Fire of Love – Le langage de l’amour

Le plus récent documentaire de la réalisatrice américaine Sara Dosa, Fire of Love, porte sur le couple de volcanologues français Katia et Maurice Krafft qui ont dédié leur carrière, jusqu’à leur mort en 1991, à l’étude des volcans. À partir de leurs images d’archives grandioses, d’extraits d’entrevues et de la narration lyrique de Miranda July, Dosa nous transporte dans la science et la poésie de leur amour brûlant.

Par Ève Nadeau, journaliste collaboratrice

Titre original : Fire of Love | Genre : Documentaire | Durée : 93 minutes | Réalisation et scénario: Sara Dosa | Distribution : Katia Krafft, Maurice Krafft, Miranda July (narration) | Production : Sara Dosa, Shane Boris, Ina Fichman

Il y a quelques semaines, j’ai regardé le film Stromboli de Roberto Rossellini, paru en 1950. Dans les dernières minutes, le personnage joué par Ingrid Bergman souhaite fuir son mariage et, par la même occasion, son foyer, son île.

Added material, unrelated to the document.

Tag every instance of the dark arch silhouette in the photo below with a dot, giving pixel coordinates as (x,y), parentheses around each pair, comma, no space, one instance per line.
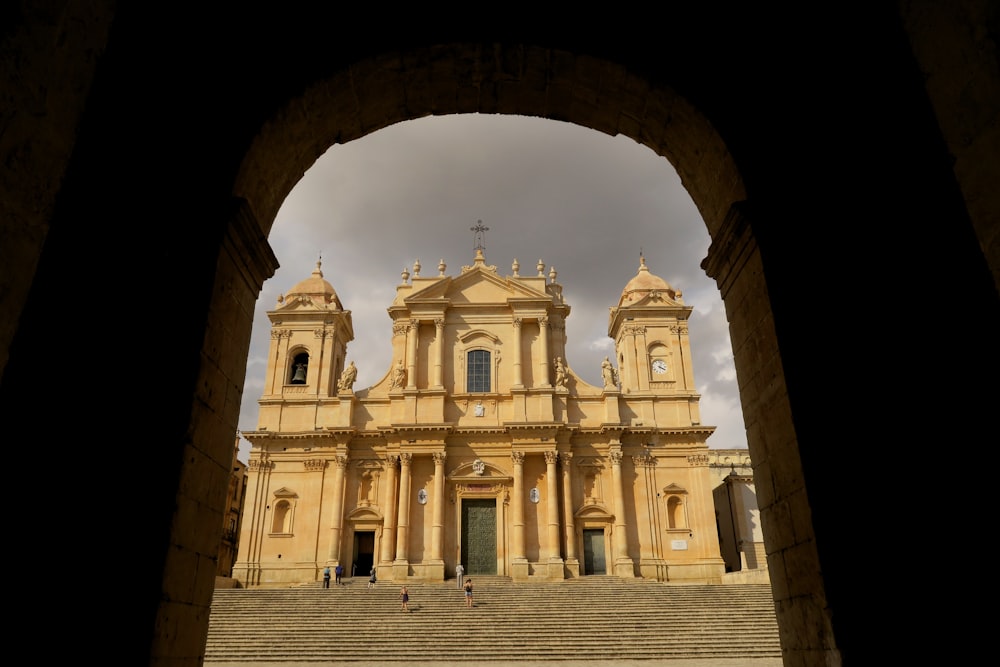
(847,189)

Pour ce faire, elle escalade le volcan Stromboli en pleine éruption, du haut duquel elle finit par s’endormir. Lorsqu’elle se réveille, le volcan, comme elle, est à nouveau calme. Elle le contemple et exclame, simplement : « Quel mystère, quelle beauté ». 
Plus récemment, par hasard, j’ai retrouvé ce mystère et cette beauté dans le documentaire de Sara Dosa. La réalisatrice emprunte, dans Fire of Love, une approche archivistique, c’est-à-dire que son œuvre est essentiellement constituée des archives vidéo qu’ont accumulées les volcanologues Katia et Maurice Krafft, des heures d’enregistrements, en plus de leurs milliers de photos. Je dirais même qu’elle est, à certains égards, expérimentale, d’un peu point de vue esthétique et narratif. En effet, j’ai aimé que le film mette de côté, par moment, le langage scientifique pour se concentrer sur le langage poétique et nostalgique des images alternant entre Katia et Maurice dans leur jeunesse, le magma infini qui remplit l’écran, quelques dessins animés et la voix-off de Miranda July qui narre le tout, comme si nous étions dans un long rêve. 
Le résultat: un film, visuellement, à couper le souffle. Les paysages donnés à voir semblent tout droit sorti d’un univers de science-fiction, comme si Christophe Nolan nous faisait découvrir une nouvelle planète de feu et de lave dans Interstellar (2014). Parfois, on a presque du mal à croire à la réalité des archives (c’est le cas, entre autres, lorsque Maurice décide de faire du canoë sur un lac d’acide). Évidemment, le film me fait penser à l’expression «jouer avec le feu» signifiant la prise de risques, la mise en danger, qui colle littéralement aux exploits de Katia et Maurice ayant parcouru les quatre coins du monde pour toujours se rapprocher un peu plus du feu, des volcans en activités, des coulées de lave qui filaient comme le temps, de 1966 à 1991, plus de vingt ans de découvertes géologiques.
Avant tout, outre son impact visuel, le film raconte une histoire d’amour entre deux humains ainsi qu’entre ces derniers et les volcans. July nous dit que Katia et Maurice se sont rencontrés en 1966, mais que nous avons très peu d’information à ce sujet. Leur amour, comme les volcans, est un mystère. Si le langage scientifique m’échappait en grande partie, j’en dirais de même pour celui de l’amour. Les deux ont perdu la vie dans l’éruption du mont Unzen au Japon, en 1991. Ensemble, ils sont mort.es en cultivant leur passion. Est-ce une tragédie amoureuse ? C’est ce vers quoi, à mon avis, tend le film. Leur histoire d’amour aurait toutefois gagné à être approfondie, documentée, pour que ladite tragédie, en conclusion, nous ébranle davantage dans notre visionnement.
Or, leur amour envers les volcans ne pourrait être plus transparent et enchanteur. July nous dit: «in this word, lived a fire, and in this fire, two lovers found a home». Cette phrase me fait penser aux dernières lignes du récent livre de Martine Delvaux, Pompières et pyromanes: «Que les flammes avalent tout ce qui détruit et que dans un lit de cendres on continue de tracer, encore et toujours, les contours de l’amour» (Delvaux, p. 173), celui que Katia et Maurice projettent, encore à ce jour, sur chaque volcan qui continue de rougir, même en leur absence.
Références
Martine Delvaux, Pompières et pyromanes, Montréal, Éditions Héliotrope, p. 173.